I would also like to say again, that you should pitch your Book Reviews as a book to some indie publisher. Really.

Keifus said...

Hey Cindy. It took me a while to get into it, and the setting was a big part for me too. Pynchon is obviously celebrating that cultural element, but he's not doing much to take a stranger there. (Great, and now I'm wondering who in my family would have connected to it. Not most of 'em, but then I bet I might be surprised.)

That's a cute gift.

Cindy said...

I have these grown "kids" who often say they "love" the 1960's and early '70's. They're usually talking about the music (Bob Dylan, Jimmy Hendrix, The Beatles, Jim Morrison) or the hair (long, straight) or the vintage clothes they've picked up at Goodwill.

Joe, however, is truly a man of the time and so his connection is an interesting one. Well, he didn't go to Vietnam, and he didn't protest it either.
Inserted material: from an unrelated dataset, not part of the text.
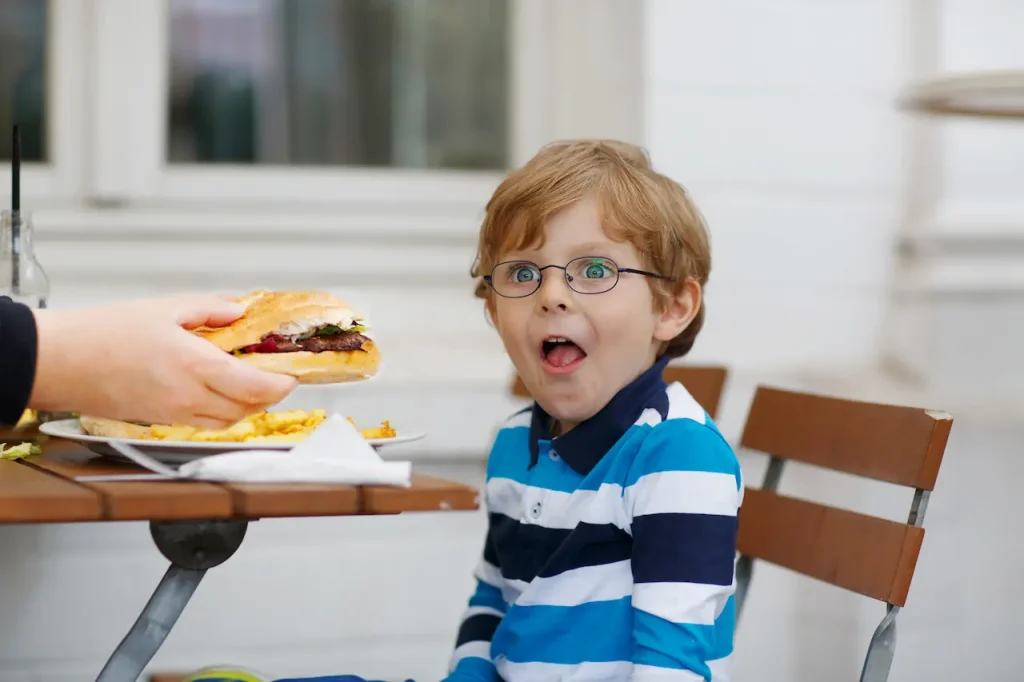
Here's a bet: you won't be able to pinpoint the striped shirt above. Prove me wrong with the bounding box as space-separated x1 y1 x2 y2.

He went to college, drank like a fish, thoroughly enjoyed the hallucinogens, and I think he read every book that came out that was considered scandalous and banned.
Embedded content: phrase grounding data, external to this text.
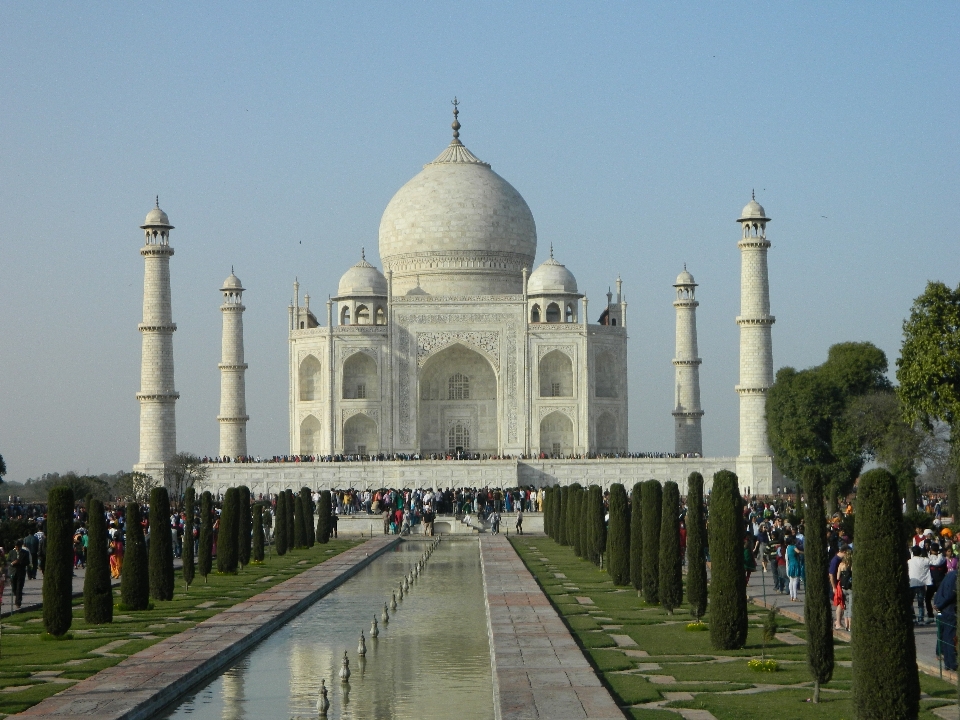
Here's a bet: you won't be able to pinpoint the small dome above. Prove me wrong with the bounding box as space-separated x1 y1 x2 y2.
528 254 578 294
739 195 769 222
221 270 243 292
406 285 430 296
337 253 387 297
675 268 696 286
141 199 172 229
I think he is deeply and sincerely a fan of Pynchon ... because of Gravity's Rainbow. But this one was kind of a double-winner with the nostalgia for the old days.

He is also completely sucked into Mad Men. I imagine for the same reasons.
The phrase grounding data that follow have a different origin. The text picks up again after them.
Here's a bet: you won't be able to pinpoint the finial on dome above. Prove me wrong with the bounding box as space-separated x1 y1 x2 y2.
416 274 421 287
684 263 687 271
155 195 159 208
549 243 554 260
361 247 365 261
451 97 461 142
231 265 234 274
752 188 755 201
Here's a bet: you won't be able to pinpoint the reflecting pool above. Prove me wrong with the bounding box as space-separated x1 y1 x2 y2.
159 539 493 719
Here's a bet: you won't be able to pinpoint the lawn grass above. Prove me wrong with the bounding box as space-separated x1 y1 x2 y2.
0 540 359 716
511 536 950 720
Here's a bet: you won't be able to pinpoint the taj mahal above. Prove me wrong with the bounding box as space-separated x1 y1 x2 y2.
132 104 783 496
I'll try to find that link to the Inherent Vice playlist.

Cindy said...

It's on Amazon:

# "Bamboo" by Johnny and the Hurricanes
# "Bang Bang" by The Bonzo Dog Band
# Bootleg Tape by Elephant's Memory
# "Can't Buy Me Love" by The Beatles
# "Desafinado" by Stan Getz & Astrud Gilberto, with Charlie Byrd
# Elusive Butterfly by Bob Lind
# "Fly Me to the Moon" by Frank Sinatra
# "Full Moon in Pisces" performed by Lark
# "God Only Knows" by The Beach Boys
# The Greatest Hits of Tommy James and The Shondells
# "Happy Trails to You" by Roy Rogers
# "Help Me, Rhonda" by The Beach Boys
# "Here Come the Hodads" by The Marketts
# "The Ice Caps" by Tiny Tim
# "Interstellar Overdrive" by Pink Floyd
# "It Never Entered My Mind" by Andrea Marcovicci
# "Just the Lasagna (Semi-Bossa Nova)" by Carmine & the Cal-Zones
# "Long Trip Out" by Spotted Dick
# "Motion by the Ocean" by The Boards
# "People Are Strange (When You're a Stranger)" by The Doors
# "Pipeline" by The Chantays
# "Quentin's Theme" (Theme Song from "Dark Shadows") performed by Charles Randolph Grean Sounde
# Rembetissa by Roza Eskenazi
# "Repossess Man" by Droolin’ Floyd Womack
# "Skyful of Hearts" performed by Larry "Doc" Sportello
# "Something Happened to Me Yesterday" by The Rolling Stones
# "Something in the Air" by Thunderclap Newman
# "Soul Gidget" by Meatball Flag
# "Stranger in Love" performed by The Spaniels
# "Sugar Sugar" by The Archies
# "Super Market" by Fapardokly
# "Surfin' Bird" by The Trashmen
# "Telstar" by The Tornados
# "Tequila" by The Champs
# Theme Song from "The Big Valley" performed by Beer
# "There's No Business Like Show Business" by Ethel Merman
# Vincebus Eruptum by Blue Cheer
# "Volare" by Domenico Modugno
# "Wabash Cannonball" by Roy Acuff & His Crazy Tennesseans
# "Wipeout" by The Surfaris
# "Wouldn't It Be Nice" by The Beach Boys
# "Yummy Yummy Yummy" performed by Ohio Express

Keifus said...

Wait, the couple of songs that were in the book weren't real bands were they? Was there a real Doc Sportello and Spotted Dick that actually played stuff?

I mean, I recognized a handful and all, but I half-suspected that Pynchon had made a bunch of 'em up for color.

I think it's great that the book has a soundtrack.